Wendy often embodied our worst, pettiest and most invasive instincts — she revelled publicly and indulged with great mirth in the drama and downfalls of celebrities, plastered their heartbreaks and trials across screens for all to consume, comment and speculate like a telenovela. She presided over some of the most gladiatorial aspects of our popular culture. Having conditioned her audience to treat any and all as fair game, Wendy now finds herself perhaps the fairest game of all. 

Many detractors view Wendy’s latter-day decline and recent show cancellation as a kind of karmic justice; ​​written in her own hand at least in part by her meddling interference with the stars.
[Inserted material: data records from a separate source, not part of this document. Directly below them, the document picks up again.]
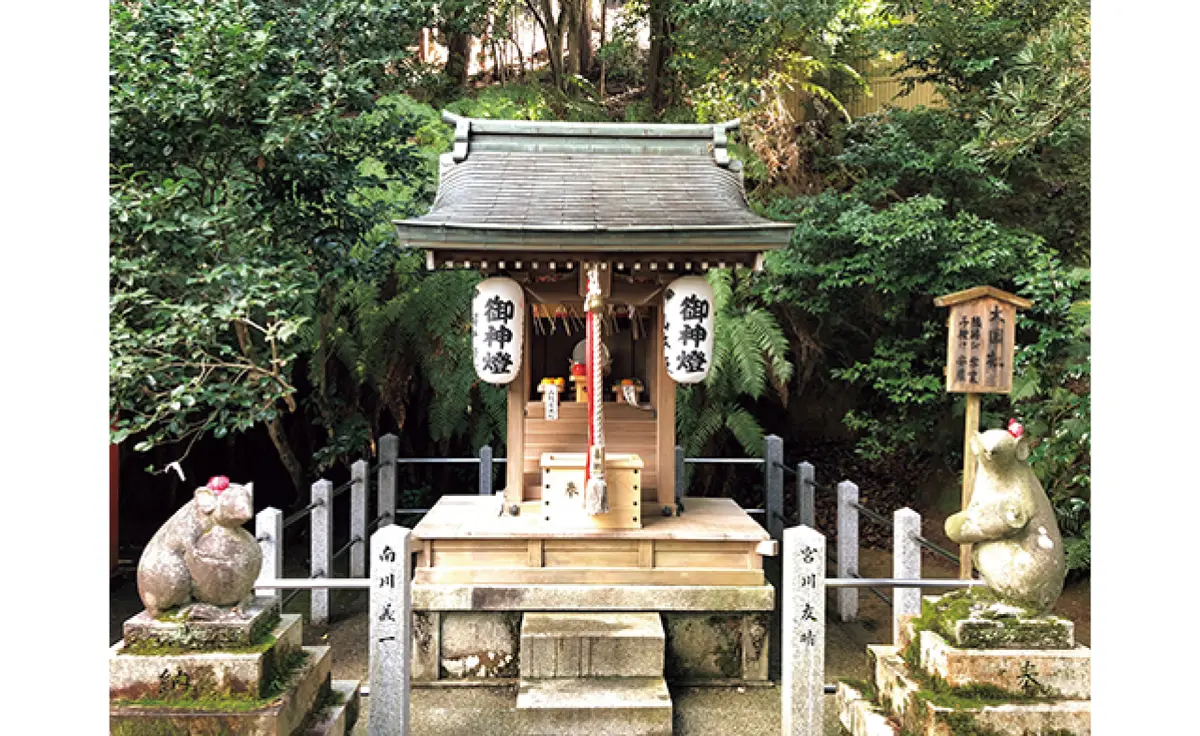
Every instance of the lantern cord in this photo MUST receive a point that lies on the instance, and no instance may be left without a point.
(595, 494)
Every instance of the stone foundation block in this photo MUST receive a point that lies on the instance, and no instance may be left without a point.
(717, 646)
(592, 645)
(478, 645)
(615, 706)
(228, 630)
(281, 716)
(192, 675)
(1065, 674)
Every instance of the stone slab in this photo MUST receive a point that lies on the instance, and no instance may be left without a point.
(232, 629)
(625, 706)
(1065, 674)
(453, 597)
(859, 716)
(201, 674)
(897, 694)
(993, 624)
(592, 645)
(339, 717)
(280, 717)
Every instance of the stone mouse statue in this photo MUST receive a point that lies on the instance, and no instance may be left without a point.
(1018, 548)
(202, 554)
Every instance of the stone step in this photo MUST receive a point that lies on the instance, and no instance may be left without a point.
(339, 716)
(598, 706)
(227, 629)
(859, 716)
(281, 716)
(899, 694)
(196, 674)
(1065, 674)
(592, 645)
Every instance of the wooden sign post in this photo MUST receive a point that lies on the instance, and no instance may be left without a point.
(978, 360)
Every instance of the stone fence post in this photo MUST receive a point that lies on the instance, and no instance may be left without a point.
(905, 566)
(847, 548)
(359, 519)
(773, 480)
(269, 532)
(803, 632)
(681, 478)
(805, 494)
(391, 632)
(389, 449)
(322, 564)
(485, 470)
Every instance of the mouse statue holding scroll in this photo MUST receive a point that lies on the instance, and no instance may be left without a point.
(202, 557)
(1018, 548)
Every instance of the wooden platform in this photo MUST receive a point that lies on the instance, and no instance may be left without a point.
(463, 539)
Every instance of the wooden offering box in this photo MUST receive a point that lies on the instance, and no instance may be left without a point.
(563, 477)
(463, 540)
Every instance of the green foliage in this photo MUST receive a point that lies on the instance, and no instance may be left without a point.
(255, 168)
(916, 211)
(531, 101)
(963, 46)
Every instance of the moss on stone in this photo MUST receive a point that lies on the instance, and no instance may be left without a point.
(263, 642)
(159, 728)
(183, 636)
(940, 693)
(187, 700)
(864, 687)
(983, 627)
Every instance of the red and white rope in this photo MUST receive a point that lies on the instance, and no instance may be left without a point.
(595, 495)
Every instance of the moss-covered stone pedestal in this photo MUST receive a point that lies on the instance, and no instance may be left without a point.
(1024, 675)
(235, 674)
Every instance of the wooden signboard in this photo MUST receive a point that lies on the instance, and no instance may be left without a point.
(982, 330)
(978, 360)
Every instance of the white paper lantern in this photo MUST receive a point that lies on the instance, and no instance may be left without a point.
(497, 329)
(688, 329)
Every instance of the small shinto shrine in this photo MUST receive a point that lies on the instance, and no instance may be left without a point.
(587, 576)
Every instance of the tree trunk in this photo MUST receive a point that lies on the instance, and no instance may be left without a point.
(291, 462)
(573, 15)
(604, 37)
(585, 36)
(660, 49)
(457, 57)
(552, 29)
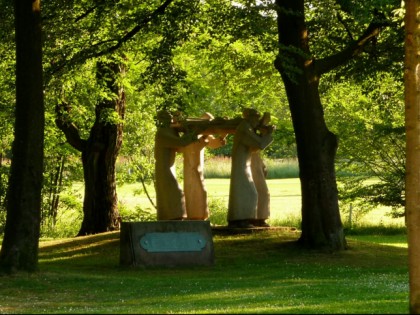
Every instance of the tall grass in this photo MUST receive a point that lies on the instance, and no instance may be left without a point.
(220, 167)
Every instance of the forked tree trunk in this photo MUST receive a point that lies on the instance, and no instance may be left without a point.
(316, 145)
(99, 154)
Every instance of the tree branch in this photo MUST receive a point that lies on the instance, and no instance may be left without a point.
(69, 129)
(356, 47)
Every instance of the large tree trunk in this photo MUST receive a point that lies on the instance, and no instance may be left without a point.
(412, 123)
(19, 250)
(316, 145)
(100, 205)
(99, 154)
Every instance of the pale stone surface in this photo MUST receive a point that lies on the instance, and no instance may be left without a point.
(243, 195)
(170, 199)
(259, 173)
(170, 243)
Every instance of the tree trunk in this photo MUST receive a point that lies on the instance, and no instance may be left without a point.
(100, 205)
(99, 153)
(316, 145)
(412, 123)
(19, 250)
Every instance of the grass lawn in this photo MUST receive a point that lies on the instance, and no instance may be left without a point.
(285, 202)
(257, 273)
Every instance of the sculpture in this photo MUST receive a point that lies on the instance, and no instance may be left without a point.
(170, 199)
(243, 195)
(194, 186)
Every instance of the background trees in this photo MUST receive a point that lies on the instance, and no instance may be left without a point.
(216, 56)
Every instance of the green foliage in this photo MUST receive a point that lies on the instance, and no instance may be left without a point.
(374, 114)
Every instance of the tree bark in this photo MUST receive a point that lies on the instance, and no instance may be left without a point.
(412, 123)
(316, 145)
(99, 155)
(19, 250)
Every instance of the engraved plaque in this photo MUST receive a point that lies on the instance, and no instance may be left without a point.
(173, 242)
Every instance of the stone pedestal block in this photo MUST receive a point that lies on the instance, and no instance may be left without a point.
(166, 243)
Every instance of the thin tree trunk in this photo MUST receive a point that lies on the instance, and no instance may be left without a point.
(19, 250)
(412, 123)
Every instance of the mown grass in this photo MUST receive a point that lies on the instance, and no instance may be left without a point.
(263, 272)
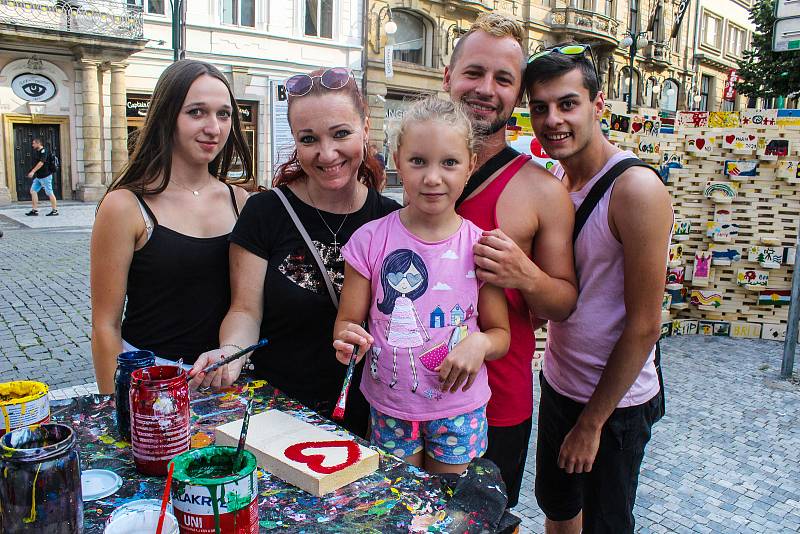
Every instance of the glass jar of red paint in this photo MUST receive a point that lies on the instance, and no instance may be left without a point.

The cancellation of her show, against the backdrop of her health struggles and her allegations of murky financial impropriety, marks a sorry turn of events: the sudden silencing of a woman who acted as a flawed but glorious megaphone and rallying frequency for that most petty, silly and necessary of practices: gossiping; a scapegoat through which we lived our vicarious desires of nosey, spiteful, delicious messiness, brimming with comical hypocrisies and thoroughly human inconsistencies. Like Echo in Greek myths, without her show, Wendy now finds the words from her own mouth stifled, doomed only to live on in popular culture as a voice disembodied, parroted in the speech of others, and finally finds herself doomed to repeat the very platitudes about her own interpersonal struggles that she derided on the lips of others. 

Wendy recently vowed that she would return to TV screens for her show in the Autumn, despite many sources and much rumour milling to the contrary. Her protestations, like much of what Wendy says, are perhaps best taken with a pinch of salt. For now, it seems unlikely — if not impossible — that her claims of a return bear some truth. One cannot count out the indefatigable Wendy Williams — her propensity for rebirth, for ascension to armchair-cum-throne.

Through the ravishes of public clashes, health and family scares, Wendy Williams' legacy has emerged as one of unfettered pettiness, of silly, melodramatic spectacle that embedded itself in meme immemorial, and consequently in the language of the internet itself and many of its most visible subcultures. A question may hang over her future — but her present ubiquity in popular culture is untouchable: Just how many people can claim to have been cursed out by Whitney Houston, name-dropped by Doja Cat and have birthed the incredible moniker Doola Peep?